Solidaridad Obrera too was to play its modest part in this trend. Articles on various eugenics-related topics were carried in its columns. By way of example, Nash cites this formula for a spermicide:

[…] we find a range of home-made chemical formulas, many of them based on cocoa butter and glycerine. One formula cited by a ‘Dr Fantasma’ and carried by Solidaridad Obrera recommended as follows: 100 grammes of cocoa butter, 3 grammes of chlorohydrate of quinine, 1 gramme of timo, 5 grammes of eau de cologne and 10 grammes of glycerine.” [2]

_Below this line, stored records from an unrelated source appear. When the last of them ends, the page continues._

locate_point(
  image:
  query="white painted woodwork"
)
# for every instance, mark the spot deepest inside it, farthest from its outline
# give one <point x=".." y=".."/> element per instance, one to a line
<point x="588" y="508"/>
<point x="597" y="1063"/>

Other writers less ethereal that ‘Dr Fantasma’ (Dr Ghost) tackled such themes in the columns of the CNT’s mouthpiece and broadly speaking these were names of some import within the libertarian movement. Take Isaac Puente, author of the renowned pamphlet Libertarian Communism. Puente was prominent not merely as an anarchist theorist but also as a propagandist on behalf of birth control, sex education and naturism. The Aragonese doctor Augusto Moisés Alcrudo Solórzano is another instance of such versatility; he attended the third CNT congress in Madrid in 1931 as delegate from the Zaragoza Cleansing and Health Union and was a sporadic contributor to Soli up until he was shot in Zaragoza days after the civil war began. Another great populariser of such matters in labour and libertarian circles was Félix Martí Ibáñez who served as under-secretary at the Health & Social Affairs ministry in 1937.

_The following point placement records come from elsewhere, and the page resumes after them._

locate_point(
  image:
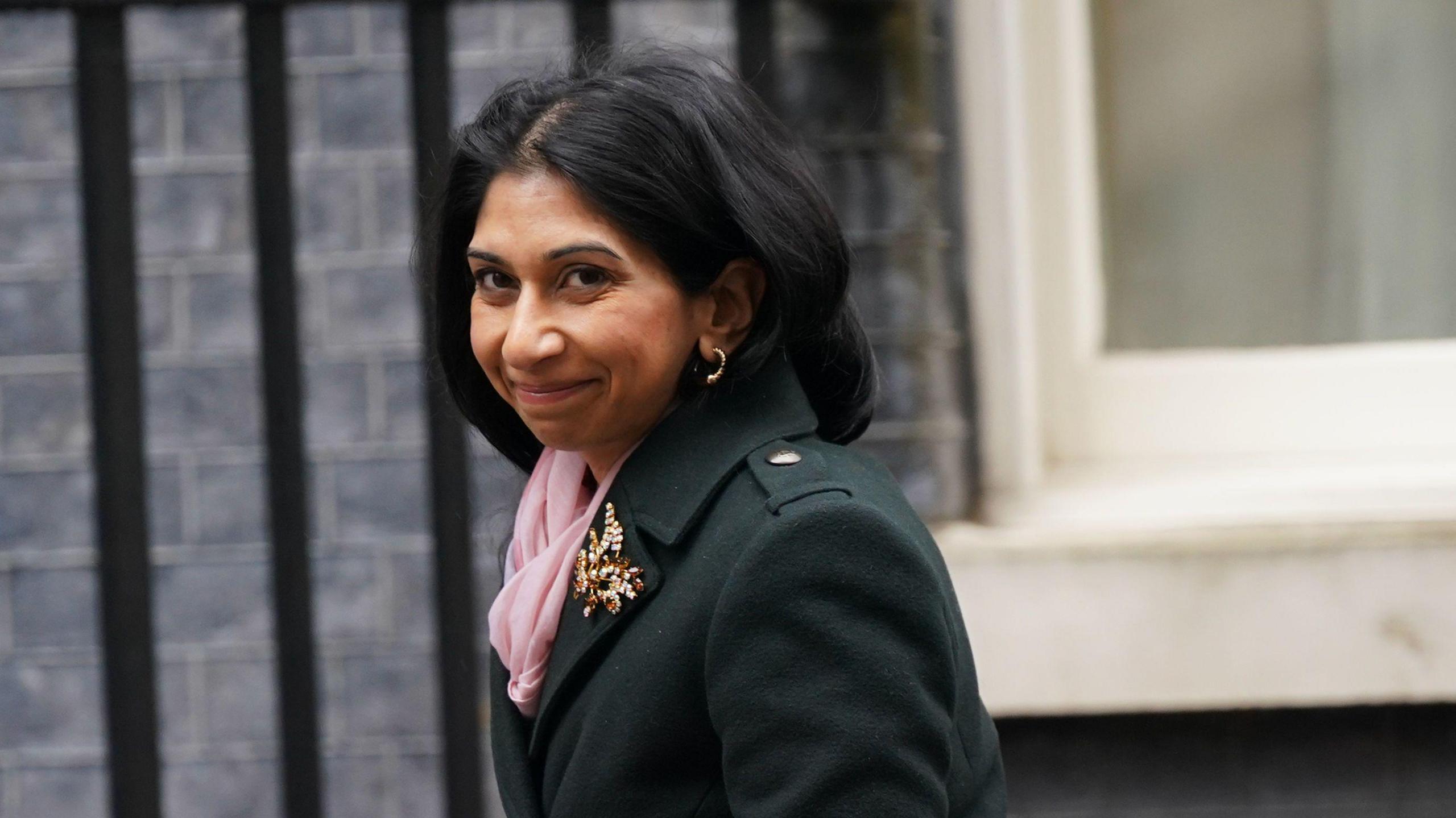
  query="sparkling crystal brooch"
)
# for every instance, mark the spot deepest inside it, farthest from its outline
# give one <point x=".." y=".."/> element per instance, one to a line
<point x="602" y="572"/>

Actually, in respect of advances in social health provision driven by the anarchists in 1936, Martí Ibáñez had a higher profile than the Health minister of the time, Federica Montseny. (Although she made no attempt to obstruct the legalization of abortion, Montseny was always reticent about its implementation and – like her father, Federico Urales aka Juan Montseny – advocated a rather more ‘traditional’ sexual conduct).

Of the roles played by Martí Ibáñez and by Soli, it has been written:

[…] in the context of the 1936 revolution and over the months when the anarchists served in the republican government, they launched a health policy that amounted to implementation of ideas they had long been championing. Abortion was to be made legal in Catalonia in December 1936 at the instigation of Félix Martí Ibáñez, the then director-general of Health & Social Assistance at the Generalidad. The Artificial Termination of Pregnancy order defended in the anarcho-syndicalist press as one of the revolution’s triumphs [see F Martí Ibáñez “Apropos of the eugenic abortion reform” in Solidaridad Obrera of 12 January 1937, page 10] carried a clear emancipatory message given that it accepted the wishes of the woman and her control of her own body as sufficient grounds upon which abortion might be performed.” [3]

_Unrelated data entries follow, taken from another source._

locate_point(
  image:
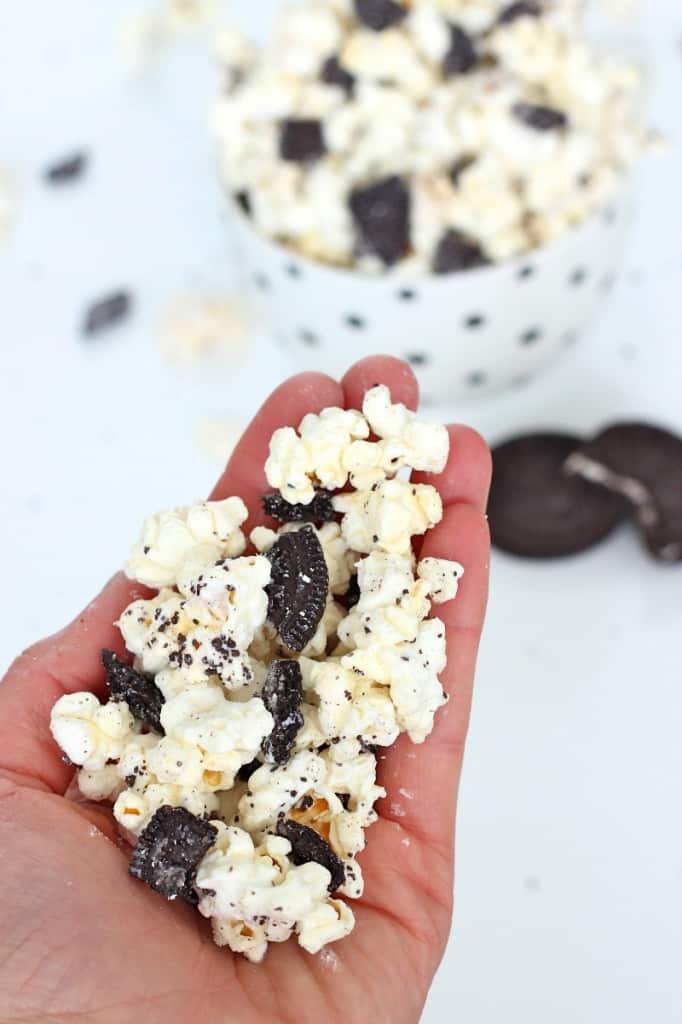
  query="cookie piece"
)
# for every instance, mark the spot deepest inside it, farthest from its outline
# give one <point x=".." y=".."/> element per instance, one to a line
<point x="246" y="771"/>
<point x="334" y="74"/>
<point x="540" y="118"/>
<point x="67" y="170"/>
<point x="523" y="8"/>
<point x="643" y="465"/>
<point x="297" y="592"/>
<point x="379" y="14"/>
<point x="169" y="850"/>
<point x="307" y="846"/>
<point x="461" y="57"/>
<point x="143" y="697"/>
<point x="283" y="695"/>
<point x="320" y="509"/>
<point x="301" y="140"/>
<point x="539" y="511"/>
<point x="107" y="312"/>
<point x="381" y="214"/>
<point x="456" y="252"/>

Thanks to the Mujeres Libres organization, to which names like Lucia Sanchez Saornil or Amparo Poch were linked, a further chapter was written in this deep-seated revolution in the history of mental attitudes. [4] It will forever be a matter of regret that the experiment proved so short-lived and that it was cut short by bloodshed, fire and holy water after 1939.

NOTES

[1] Mary Nash: “Anarchist neo-Malthusianism and popular knowledge of birth control in Spain” (in Spanish) in Presencia y protagonismo. Aspectos de la historia de la mujer (Ediciones del Serbal, Barcelona 1984), p. 316

[2] Nash, op.cit., p. 334

[3] We have not been able to establish the name of the male or female author of the article in question, “Mujeres Libres (1936-1939). Una lectura feminist” which seems to be the text of a paper from a tribute the University of Zaragoza paid to Amparo Poch in 2002. The text is available at http://wzar.unizar.es/sien/articulos/Premios/MujeresLibres.pdf

(4) For further reading in these matters, see Xavier Diez, Utopia sexual a la premsa anarquista a Catalunya (Pagès Editors, Lérida 2001); Antonina Rodrigo, Amparo Poch y Gascón. Textos de una médica libertarin (Alcaravan, Zaragoza 2002) and Una mujer libre; Amparo Poch y Gascón, médica anarquista (Flor del Viento, Barcelona 2002); and Marti Bosca with José Vicente “Revolution and health in Spain 1931-1939” (in Spanish) in La rosa il.lustrada. Trobada sobre cultura anarquista I lliure pensament (University of Alicante, Alicante 2005)

From: special monograph edition of Solidaridad Obrera, Barcelona, marking 100 years of 'Soli'. Available at at www.soliobrera.org. Translated by: Paul Sharkey.